Evaluasi Harus Berdasarkan Indikator Objektif
SEMMI Maros menyebut bahwa pengembangan sumber daya manusia (SDM) di sektor pendidikan tidak bisa dilihat secara sempit hanya melalui satu isu seperti transisi PAUD ke SD. Menurut Alfath, pembangunan pendidikan adalah proses panjang yang mencakup:
-Peningkatan capaian literasi dan numerasi.
-Tata kelola pendidikan yang bersinergi dengan kurikulum nasional.
-Dukungan terhadap guru melalui pelatihan berkelanjutan.
-Distribusi anggaran secara proporsional antara fisik dan nonfisik.
“Perlu dicatat, transisi PAUD ke SD merupakan kebijakan baru secara nasional dan tidak semua daerah siap 100%. Justru tantangan ini harus menjadi momentum konsolidasi, bukan kambing hitam bagi kepala dinas,” lanjutnya.
Menghargai Proses Job Fit dan Meritokrasi
SEMMI juga menghargai langkah Bupati Maros yang tengah melakukan proses job fit bagi pejabat tinggi pratama.
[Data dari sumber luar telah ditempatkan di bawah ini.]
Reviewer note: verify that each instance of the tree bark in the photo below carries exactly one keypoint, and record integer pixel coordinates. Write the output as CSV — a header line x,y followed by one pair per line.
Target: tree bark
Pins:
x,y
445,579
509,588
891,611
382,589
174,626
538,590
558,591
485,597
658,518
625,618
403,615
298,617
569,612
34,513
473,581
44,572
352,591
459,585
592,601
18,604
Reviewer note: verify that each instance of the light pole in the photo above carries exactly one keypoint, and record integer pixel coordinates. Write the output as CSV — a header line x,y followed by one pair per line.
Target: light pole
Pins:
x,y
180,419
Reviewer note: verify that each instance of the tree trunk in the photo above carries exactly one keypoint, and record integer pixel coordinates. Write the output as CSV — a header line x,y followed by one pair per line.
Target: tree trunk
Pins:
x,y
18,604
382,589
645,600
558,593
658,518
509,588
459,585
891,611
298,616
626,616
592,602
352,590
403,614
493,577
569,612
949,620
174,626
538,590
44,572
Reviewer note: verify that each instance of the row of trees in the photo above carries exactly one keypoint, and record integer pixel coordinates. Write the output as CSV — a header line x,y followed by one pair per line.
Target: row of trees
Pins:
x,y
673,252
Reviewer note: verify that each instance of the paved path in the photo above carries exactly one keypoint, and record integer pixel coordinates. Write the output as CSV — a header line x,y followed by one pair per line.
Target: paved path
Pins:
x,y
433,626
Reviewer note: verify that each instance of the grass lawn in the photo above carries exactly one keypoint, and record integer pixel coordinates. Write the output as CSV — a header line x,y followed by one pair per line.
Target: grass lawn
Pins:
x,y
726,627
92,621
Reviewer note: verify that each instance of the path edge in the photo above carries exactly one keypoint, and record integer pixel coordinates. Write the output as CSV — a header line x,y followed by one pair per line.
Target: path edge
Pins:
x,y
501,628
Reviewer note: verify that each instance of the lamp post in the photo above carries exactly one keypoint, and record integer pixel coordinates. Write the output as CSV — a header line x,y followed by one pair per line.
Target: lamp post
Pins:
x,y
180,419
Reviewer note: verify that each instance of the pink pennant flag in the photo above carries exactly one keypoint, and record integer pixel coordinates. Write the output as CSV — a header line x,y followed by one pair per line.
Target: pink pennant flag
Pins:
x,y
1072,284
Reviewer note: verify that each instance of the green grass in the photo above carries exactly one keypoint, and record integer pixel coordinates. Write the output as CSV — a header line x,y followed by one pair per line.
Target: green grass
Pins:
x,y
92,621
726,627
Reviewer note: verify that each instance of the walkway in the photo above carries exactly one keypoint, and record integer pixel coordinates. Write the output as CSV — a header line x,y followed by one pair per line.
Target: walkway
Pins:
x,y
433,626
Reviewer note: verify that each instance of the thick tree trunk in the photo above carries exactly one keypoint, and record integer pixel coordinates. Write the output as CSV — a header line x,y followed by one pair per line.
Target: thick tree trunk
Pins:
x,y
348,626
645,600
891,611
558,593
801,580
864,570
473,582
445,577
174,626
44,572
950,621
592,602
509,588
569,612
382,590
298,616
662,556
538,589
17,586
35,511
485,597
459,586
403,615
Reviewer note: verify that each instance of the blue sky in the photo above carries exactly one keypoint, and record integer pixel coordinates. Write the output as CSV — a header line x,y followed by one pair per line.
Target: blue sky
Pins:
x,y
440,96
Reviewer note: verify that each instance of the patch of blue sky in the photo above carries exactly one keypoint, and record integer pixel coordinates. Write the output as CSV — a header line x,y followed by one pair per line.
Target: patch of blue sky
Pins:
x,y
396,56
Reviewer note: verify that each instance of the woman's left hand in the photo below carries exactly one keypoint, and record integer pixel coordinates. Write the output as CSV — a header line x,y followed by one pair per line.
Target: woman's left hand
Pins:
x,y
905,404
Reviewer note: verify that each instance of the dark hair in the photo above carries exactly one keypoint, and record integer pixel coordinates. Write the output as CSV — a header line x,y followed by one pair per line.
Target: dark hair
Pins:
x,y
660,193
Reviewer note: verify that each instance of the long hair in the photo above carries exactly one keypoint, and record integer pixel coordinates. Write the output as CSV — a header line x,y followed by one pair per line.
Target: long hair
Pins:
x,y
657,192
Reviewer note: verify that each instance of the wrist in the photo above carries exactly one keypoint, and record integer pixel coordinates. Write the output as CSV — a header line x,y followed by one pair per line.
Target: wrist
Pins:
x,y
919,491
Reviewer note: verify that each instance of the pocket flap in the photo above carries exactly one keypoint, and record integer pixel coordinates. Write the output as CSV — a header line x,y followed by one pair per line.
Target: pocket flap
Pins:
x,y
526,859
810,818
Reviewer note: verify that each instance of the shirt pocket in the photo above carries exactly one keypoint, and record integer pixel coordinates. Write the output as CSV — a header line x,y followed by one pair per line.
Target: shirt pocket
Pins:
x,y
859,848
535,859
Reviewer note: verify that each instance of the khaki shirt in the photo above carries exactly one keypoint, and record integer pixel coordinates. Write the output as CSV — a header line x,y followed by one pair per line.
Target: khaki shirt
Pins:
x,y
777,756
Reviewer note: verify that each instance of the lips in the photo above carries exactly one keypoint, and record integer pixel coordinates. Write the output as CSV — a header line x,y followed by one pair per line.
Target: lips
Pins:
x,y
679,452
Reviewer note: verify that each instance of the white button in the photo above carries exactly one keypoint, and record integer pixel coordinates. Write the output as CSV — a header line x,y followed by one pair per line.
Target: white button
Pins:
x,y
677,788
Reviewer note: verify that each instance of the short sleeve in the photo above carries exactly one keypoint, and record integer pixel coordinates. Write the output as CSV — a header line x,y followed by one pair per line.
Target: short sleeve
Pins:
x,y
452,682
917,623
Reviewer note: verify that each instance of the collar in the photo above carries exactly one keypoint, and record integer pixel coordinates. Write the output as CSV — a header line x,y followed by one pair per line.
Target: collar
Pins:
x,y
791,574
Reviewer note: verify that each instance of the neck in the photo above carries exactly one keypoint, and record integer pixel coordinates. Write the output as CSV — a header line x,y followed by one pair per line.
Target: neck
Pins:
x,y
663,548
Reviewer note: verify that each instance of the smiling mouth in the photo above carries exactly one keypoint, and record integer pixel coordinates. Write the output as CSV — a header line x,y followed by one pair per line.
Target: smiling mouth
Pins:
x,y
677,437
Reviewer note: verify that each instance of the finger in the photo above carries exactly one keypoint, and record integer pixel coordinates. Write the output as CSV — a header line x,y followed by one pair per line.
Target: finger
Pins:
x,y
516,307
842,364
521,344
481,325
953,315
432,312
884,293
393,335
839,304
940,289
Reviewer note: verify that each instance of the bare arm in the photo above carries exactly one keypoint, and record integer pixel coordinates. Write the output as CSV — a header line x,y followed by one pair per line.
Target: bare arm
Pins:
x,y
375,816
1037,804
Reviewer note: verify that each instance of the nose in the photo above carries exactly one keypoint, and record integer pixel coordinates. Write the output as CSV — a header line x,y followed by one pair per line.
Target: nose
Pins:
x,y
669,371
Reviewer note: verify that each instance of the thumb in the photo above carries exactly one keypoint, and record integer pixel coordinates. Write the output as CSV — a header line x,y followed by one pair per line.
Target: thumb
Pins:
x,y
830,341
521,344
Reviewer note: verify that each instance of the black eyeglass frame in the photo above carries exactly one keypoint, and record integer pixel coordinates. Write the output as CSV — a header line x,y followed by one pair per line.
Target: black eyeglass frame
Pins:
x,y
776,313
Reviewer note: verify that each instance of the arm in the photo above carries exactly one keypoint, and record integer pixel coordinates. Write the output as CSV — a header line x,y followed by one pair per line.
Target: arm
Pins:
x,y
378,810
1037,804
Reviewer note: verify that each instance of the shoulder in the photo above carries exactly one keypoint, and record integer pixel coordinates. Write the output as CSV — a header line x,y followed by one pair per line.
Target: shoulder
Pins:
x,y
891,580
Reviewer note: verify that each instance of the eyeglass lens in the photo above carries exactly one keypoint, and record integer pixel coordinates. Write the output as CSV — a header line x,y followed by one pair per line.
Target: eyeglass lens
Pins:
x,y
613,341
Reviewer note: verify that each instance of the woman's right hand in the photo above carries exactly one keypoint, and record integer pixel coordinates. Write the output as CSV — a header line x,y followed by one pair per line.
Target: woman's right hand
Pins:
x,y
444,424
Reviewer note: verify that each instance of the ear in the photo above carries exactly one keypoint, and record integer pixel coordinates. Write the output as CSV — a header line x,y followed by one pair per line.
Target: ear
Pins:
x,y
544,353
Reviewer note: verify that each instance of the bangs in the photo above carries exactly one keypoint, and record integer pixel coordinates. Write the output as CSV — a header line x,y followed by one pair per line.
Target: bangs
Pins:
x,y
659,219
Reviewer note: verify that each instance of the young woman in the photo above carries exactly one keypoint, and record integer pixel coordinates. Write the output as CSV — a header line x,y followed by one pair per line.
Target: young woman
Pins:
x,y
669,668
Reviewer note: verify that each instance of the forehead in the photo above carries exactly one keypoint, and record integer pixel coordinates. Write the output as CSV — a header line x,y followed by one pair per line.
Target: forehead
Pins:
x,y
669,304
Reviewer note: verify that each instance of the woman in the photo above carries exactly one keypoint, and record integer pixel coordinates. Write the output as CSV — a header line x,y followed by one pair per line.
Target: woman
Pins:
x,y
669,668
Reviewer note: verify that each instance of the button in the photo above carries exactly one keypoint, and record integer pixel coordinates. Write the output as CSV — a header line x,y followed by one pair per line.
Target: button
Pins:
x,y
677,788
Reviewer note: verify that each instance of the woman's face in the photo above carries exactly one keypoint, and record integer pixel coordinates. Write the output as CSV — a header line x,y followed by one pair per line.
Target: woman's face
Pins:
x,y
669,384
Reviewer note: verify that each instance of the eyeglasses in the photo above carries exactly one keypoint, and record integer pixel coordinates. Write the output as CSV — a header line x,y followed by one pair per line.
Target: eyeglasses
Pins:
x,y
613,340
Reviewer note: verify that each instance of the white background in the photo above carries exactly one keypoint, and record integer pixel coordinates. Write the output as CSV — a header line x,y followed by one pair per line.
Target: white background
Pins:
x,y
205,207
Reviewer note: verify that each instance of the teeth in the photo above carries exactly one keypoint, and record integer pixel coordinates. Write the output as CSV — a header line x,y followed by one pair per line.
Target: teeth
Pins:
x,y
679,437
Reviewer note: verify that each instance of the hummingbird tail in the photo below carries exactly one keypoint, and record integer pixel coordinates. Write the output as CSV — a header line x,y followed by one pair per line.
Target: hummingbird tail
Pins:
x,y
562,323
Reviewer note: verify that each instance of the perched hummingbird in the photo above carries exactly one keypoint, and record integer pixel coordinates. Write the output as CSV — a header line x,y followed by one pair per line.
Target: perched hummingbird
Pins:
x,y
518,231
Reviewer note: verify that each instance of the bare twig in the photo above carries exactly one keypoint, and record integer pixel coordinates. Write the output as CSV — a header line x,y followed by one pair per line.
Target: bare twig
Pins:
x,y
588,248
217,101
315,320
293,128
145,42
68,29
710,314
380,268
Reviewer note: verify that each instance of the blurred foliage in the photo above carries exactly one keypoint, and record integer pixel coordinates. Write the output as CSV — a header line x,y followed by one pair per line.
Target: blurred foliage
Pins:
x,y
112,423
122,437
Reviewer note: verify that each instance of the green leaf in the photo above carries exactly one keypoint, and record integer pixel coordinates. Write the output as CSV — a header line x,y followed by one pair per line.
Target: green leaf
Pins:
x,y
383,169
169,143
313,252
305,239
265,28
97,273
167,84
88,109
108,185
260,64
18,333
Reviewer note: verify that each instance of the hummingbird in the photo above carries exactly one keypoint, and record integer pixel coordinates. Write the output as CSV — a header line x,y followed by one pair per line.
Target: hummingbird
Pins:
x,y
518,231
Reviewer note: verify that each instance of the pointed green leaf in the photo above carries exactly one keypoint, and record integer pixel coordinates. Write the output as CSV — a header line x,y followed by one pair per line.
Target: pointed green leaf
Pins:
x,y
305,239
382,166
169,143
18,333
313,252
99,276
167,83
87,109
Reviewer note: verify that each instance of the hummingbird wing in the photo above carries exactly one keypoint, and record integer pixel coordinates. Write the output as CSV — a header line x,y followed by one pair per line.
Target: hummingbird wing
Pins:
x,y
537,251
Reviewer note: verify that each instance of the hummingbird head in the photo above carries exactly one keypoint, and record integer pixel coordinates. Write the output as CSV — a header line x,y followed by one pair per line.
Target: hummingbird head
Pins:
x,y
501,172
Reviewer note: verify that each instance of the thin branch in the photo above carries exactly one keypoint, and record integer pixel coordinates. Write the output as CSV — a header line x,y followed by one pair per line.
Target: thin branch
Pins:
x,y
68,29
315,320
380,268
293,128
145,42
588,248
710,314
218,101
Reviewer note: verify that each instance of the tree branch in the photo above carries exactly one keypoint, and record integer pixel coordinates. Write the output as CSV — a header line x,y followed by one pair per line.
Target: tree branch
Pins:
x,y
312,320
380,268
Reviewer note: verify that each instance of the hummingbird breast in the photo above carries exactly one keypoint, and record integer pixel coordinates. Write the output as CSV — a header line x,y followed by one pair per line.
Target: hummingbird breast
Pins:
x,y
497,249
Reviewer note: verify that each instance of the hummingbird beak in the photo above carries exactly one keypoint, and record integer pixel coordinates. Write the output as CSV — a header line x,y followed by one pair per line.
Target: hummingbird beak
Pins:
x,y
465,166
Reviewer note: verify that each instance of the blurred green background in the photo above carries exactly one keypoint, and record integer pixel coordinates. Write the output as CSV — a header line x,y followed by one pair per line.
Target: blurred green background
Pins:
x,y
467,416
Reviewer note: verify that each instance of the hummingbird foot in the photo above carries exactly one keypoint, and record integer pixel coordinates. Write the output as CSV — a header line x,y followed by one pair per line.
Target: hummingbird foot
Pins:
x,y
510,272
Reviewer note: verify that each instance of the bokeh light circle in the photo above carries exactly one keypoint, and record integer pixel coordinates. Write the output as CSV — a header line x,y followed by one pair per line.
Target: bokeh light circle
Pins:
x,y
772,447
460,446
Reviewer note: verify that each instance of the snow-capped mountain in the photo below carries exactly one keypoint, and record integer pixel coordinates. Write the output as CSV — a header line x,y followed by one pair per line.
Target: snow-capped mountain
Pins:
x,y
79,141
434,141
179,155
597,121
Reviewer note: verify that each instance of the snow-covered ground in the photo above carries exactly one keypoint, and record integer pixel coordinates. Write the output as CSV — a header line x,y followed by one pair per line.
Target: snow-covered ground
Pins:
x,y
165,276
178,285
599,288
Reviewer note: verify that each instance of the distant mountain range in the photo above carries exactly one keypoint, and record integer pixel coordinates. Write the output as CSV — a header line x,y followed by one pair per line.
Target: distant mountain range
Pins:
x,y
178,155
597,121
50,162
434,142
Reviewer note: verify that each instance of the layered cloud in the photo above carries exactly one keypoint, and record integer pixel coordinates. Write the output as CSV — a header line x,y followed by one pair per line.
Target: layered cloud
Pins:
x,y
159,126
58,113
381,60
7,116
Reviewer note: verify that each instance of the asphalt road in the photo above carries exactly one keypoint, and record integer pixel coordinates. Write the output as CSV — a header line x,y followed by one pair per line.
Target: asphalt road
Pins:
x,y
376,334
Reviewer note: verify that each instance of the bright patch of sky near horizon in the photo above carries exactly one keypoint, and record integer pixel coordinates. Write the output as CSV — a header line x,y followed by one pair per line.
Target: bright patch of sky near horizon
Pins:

Menurut Alfath, langkah ini menunjukkan bahwa pemerintah tetap berada dalam koridor meritokrasi, bukan tekanan politik populis.
“Jika Kadis memang terbukti tidak layak secara teknokratik, silakan evaluasi. Tapi jika ia masih mampu dan memiliki roadmap jangka panjang untuk perbaikan, maka sudah sepatutnya publik juga memberi ruang pemulihan,” tegas Alfath.
Ajak Semua Pihak Lebih Dewasa dalam Mengkritik, SEMMI Maros menegaskan bahwa kritik adalah bagian dari demokrasi, namun harus disertai solusi dan konteks yang adil. Alfath mengajak Forum PAUD dan DPRD untuk duduk bersama dan membahas peta jalan bersama pendidikan Maros.
“Mari kita duduk bersama dengan data dan rancangan solusi. Jika hanya saling menekan, maka yang jadi korban adalah anak-anak Maros yang membutuhkan stabilitas sistem pendidikan,” tutupnya.